Without being locked out again, he means. Haru doesn’t know how to respond – to say no would be the same as asking Makoto to stay right here at his side, and to say yes would mean that he’s willing to wait patiently for Makoto’s return.

“You can leave,” he whispers uselessly. “Just go home.”

“I can’t.” Makoto sighs and pulls himself to his feet. “I’ll be right back.”

Haru watches him take those few steps to the door, watches him pull it open and move past it – he leaves it wide open, Haru notices – and then he closes his eyes and lies down on the hard wood floor. It’s cold; it feels good. He sighs and pretends not to notice when Makoto sits back down next to him.

“I can make tea for us,” Makoto offers after a moment.

“Don’t want any.”

“Then it’s settled,” Makoto responds, a little angrily. He grabs Haru’s wrist with one hand and uses the other to support Haru’s other side as he pulls him upright. “Come on. Stand up.”

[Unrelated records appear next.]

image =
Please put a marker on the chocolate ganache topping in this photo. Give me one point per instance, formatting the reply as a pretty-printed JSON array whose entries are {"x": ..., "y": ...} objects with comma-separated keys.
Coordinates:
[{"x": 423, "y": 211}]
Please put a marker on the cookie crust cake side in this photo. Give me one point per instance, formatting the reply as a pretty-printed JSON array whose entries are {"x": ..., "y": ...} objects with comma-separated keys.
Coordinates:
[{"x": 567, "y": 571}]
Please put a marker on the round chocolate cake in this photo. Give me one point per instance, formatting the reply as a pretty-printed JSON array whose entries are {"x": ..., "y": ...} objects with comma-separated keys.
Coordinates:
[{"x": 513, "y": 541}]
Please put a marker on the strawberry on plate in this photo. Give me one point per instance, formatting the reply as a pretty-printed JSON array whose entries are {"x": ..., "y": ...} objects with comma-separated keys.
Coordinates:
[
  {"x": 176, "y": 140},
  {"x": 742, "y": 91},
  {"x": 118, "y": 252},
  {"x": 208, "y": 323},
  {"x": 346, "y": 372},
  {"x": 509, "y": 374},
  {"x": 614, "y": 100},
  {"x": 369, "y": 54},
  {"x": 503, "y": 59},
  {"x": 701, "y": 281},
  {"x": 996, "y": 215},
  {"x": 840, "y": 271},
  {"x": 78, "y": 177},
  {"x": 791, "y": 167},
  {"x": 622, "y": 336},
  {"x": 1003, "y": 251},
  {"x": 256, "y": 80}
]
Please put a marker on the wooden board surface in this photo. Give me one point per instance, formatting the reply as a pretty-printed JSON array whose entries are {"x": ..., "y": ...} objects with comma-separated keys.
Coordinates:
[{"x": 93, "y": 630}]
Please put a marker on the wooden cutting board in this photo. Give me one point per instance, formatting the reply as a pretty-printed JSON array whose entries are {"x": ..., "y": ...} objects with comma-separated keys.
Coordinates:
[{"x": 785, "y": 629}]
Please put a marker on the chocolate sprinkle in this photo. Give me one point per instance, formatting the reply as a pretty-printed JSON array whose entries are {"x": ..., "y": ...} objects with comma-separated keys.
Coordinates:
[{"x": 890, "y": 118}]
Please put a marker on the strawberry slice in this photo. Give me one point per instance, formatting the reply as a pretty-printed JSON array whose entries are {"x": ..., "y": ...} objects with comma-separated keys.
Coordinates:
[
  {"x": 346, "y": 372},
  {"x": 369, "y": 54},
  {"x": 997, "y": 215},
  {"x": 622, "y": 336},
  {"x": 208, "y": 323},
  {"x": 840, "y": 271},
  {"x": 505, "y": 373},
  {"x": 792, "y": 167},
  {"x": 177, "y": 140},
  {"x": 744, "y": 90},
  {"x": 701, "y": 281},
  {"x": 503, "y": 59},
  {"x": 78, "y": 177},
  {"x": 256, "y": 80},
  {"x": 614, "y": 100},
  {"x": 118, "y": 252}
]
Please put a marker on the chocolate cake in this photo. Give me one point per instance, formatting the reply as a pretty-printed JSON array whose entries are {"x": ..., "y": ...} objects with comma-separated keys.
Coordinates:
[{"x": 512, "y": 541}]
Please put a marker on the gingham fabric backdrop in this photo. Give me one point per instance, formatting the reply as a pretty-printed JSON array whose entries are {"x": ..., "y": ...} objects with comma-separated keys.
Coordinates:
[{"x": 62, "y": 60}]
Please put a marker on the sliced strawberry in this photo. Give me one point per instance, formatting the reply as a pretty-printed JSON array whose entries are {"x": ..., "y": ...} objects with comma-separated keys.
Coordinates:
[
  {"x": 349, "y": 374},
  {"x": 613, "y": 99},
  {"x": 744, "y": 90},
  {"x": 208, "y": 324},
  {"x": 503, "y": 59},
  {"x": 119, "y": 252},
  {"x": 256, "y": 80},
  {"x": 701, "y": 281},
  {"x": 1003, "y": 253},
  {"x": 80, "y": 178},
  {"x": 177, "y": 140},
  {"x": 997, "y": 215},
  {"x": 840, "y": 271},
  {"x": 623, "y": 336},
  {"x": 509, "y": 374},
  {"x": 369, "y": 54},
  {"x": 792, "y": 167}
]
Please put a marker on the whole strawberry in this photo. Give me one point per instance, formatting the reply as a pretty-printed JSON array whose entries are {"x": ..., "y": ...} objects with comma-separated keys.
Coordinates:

Haru shakes his head, still refusing to open his eyes.

“Haruka,” Makoto warns.

“Don’t.”

“What?”

“Don’t call me that.”

Makoto sighs again and lifts Haru clumsily into his arms. That earns him a startled yelp and a weak blow to the chest, but for the most part all Haru does is squirm as he’s carried into the dining room and lowered to the floor – sprawled across several cushions by the table. He doesn’t even bother moving after that, and he keeps his eyes shut tight.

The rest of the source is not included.